As far as we know, there is no sophisticated method exactly designed to test the situation we encountered here. “Test For Trend In Proportions” can test whether the proportion of trends are consistent or not, which could be used to test the overlapping ratio trend. We used R function prop.trend.test () to conduct this test in 5 ranges defined in Method 2 (Additional file 6). We sorted the TFs by significance of the p-value. Ninety-two out of 105 TFs were significant after Bonferroni correction. Top 20 increasing TFs have 17 overlapping genes with our Chi-square method group, while 10 genes were found to be overlapped with multivariate regression model group (Additional file 7). The top significance TFs from proportion trend test have high accordance with our Chi-square method result. However, the interpretation of the whole significant TF set is very hard, since this proportion trend test cannot distinguish a stable trend, a decreasing trend or an increasing trend. Thus, a lot of false positive result will be kept in the significant set. Even we only keep those TFs which has an increasing ratio, it will still need extra methods to evaluate the importance of different TFs.

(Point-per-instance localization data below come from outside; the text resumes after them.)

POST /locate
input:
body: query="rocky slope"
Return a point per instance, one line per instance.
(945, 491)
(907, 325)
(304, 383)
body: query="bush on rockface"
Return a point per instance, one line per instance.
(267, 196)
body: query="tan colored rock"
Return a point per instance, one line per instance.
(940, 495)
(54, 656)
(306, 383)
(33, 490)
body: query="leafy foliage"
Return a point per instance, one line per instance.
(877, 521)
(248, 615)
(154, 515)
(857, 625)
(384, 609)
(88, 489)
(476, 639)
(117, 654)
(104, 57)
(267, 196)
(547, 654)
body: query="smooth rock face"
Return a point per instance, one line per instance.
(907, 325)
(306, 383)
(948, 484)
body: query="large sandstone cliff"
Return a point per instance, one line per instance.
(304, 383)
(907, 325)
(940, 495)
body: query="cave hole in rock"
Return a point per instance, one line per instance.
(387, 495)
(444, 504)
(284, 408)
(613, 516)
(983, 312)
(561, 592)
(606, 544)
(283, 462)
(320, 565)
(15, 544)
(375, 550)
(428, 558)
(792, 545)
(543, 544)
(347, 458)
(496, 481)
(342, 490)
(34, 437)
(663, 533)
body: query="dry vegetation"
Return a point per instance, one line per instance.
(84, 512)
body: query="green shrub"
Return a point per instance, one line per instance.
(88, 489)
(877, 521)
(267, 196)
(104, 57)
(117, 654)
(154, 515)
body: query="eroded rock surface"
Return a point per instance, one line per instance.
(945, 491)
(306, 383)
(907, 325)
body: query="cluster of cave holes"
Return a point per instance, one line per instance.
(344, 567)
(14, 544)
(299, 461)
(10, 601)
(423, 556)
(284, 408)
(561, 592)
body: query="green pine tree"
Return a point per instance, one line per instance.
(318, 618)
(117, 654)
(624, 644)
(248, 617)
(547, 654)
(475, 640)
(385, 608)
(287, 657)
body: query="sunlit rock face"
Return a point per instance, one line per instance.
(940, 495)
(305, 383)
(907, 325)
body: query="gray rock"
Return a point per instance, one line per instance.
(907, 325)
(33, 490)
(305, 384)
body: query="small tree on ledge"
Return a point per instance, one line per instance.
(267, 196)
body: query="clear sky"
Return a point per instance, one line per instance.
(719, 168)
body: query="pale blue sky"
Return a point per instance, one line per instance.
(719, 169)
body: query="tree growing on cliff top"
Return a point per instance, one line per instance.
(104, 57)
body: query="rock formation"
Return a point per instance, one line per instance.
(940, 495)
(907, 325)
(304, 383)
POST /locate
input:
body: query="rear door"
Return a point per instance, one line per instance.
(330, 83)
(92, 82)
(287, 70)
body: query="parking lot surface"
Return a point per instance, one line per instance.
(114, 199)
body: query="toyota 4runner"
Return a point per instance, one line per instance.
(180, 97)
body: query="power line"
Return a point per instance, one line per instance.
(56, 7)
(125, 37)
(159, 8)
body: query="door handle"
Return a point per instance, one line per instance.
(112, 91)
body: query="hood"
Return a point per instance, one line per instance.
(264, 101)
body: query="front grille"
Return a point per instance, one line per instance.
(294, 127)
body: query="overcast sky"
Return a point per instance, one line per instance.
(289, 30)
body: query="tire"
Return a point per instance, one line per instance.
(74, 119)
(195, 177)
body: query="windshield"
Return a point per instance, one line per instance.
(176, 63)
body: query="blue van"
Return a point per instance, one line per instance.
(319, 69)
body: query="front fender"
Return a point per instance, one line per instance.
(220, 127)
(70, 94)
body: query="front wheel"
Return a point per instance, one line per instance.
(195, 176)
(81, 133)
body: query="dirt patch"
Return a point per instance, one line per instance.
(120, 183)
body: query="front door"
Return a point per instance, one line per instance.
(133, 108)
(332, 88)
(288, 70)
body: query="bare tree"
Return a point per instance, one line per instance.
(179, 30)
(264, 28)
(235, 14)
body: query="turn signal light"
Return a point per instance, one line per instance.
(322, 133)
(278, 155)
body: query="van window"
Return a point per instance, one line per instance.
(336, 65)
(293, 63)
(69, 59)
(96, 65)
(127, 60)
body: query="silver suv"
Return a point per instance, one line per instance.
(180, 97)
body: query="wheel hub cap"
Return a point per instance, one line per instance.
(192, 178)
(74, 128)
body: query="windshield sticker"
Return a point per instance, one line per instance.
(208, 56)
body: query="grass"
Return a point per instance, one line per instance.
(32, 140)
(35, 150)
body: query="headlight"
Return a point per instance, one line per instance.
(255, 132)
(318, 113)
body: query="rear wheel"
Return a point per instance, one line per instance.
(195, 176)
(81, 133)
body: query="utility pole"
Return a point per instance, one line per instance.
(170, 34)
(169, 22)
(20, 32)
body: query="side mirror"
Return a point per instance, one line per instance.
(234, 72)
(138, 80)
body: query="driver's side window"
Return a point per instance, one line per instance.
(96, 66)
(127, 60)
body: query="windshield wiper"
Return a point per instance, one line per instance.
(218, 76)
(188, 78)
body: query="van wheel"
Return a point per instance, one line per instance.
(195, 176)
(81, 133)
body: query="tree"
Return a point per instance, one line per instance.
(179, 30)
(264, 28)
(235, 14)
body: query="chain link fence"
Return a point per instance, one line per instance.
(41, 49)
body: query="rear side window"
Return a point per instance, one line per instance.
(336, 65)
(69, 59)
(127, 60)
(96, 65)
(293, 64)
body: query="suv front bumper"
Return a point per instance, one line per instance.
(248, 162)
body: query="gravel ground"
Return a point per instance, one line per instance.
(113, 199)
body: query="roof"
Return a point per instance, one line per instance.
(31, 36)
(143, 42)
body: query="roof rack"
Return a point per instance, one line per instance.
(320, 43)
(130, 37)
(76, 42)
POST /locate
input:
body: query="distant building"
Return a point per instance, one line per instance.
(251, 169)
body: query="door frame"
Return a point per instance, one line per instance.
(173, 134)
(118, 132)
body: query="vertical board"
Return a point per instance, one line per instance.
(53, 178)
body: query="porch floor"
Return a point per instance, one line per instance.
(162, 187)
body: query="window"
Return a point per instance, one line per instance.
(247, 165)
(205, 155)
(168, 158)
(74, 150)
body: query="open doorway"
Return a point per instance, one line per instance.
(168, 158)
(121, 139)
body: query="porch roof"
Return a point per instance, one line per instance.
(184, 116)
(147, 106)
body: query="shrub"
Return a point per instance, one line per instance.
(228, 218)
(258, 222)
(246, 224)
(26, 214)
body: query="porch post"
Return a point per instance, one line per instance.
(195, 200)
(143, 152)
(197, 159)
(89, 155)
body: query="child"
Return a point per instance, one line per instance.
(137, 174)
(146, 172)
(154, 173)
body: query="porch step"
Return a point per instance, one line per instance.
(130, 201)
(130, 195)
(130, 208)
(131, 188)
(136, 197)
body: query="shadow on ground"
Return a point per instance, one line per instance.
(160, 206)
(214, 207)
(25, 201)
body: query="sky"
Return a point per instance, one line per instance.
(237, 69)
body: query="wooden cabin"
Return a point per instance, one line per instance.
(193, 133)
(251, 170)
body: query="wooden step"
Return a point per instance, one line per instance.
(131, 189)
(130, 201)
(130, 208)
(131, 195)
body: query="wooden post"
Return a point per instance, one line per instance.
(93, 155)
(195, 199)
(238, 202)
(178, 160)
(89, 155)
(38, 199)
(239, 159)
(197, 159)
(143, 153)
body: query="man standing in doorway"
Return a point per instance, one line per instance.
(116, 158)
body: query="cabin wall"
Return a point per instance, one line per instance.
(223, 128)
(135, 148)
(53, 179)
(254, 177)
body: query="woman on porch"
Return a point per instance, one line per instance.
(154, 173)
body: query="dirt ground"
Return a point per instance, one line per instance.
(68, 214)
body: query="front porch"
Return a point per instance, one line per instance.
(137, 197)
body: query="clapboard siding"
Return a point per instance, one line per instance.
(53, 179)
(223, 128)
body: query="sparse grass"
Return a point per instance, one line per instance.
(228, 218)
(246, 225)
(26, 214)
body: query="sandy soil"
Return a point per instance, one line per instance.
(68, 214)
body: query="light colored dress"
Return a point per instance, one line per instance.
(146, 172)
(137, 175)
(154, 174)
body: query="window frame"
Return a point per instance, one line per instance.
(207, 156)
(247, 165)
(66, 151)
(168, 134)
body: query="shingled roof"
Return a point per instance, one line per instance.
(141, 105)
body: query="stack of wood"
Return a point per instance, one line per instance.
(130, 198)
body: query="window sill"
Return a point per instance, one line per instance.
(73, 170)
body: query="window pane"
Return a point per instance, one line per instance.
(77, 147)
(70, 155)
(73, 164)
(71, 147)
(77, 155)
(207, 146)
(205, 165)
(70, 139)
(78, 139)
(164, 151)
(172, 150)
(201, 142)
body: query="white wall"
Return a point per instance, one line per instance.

Overall, our Chi-square method and multivariate regression model could greatly narrow down the candidate TF set.

We failed to detect the significant enrichment of Yap5, Dal80, and Stp23, which were discovered in previous study [5]. Even the same TF binding dataset was used, the different enrichment strategy and flanking region scale could bring difference. Ace2 and Ams2 were reported has the ability to recruit condensin to maintain topological association domain in fission yeast [13]. However, the reason that we have not found them enriched might because they were M/G1 stage specific expressed cell cycle TFs, while our Hi-C model is in an “average model” and the TF binding information we took was a mixture of different stage and environment [12].

Conclusions

We presented an analysis framework to systematically detect TFs that are involved in chromatin interactions in yeast. Through two computational approaches, we identified 10 TFs that are significantly enriched in inter-chromosomal interactions. We highlighted two significantly enriched TFs, Ste12 and Dig1, which had been reported to be involved in centromeric transcript maintaining and spatial organization, as a proof for the rationality of our approach. No TF in our study was found to have a dominant impact on the inter-chromosomal interaction as CTCF did in human or other metazoan [4], suggesting species without CTCF might have different regulatory systems in mediating inter-chromosomal interactions. Our finding could provide candidate TFs for future studies.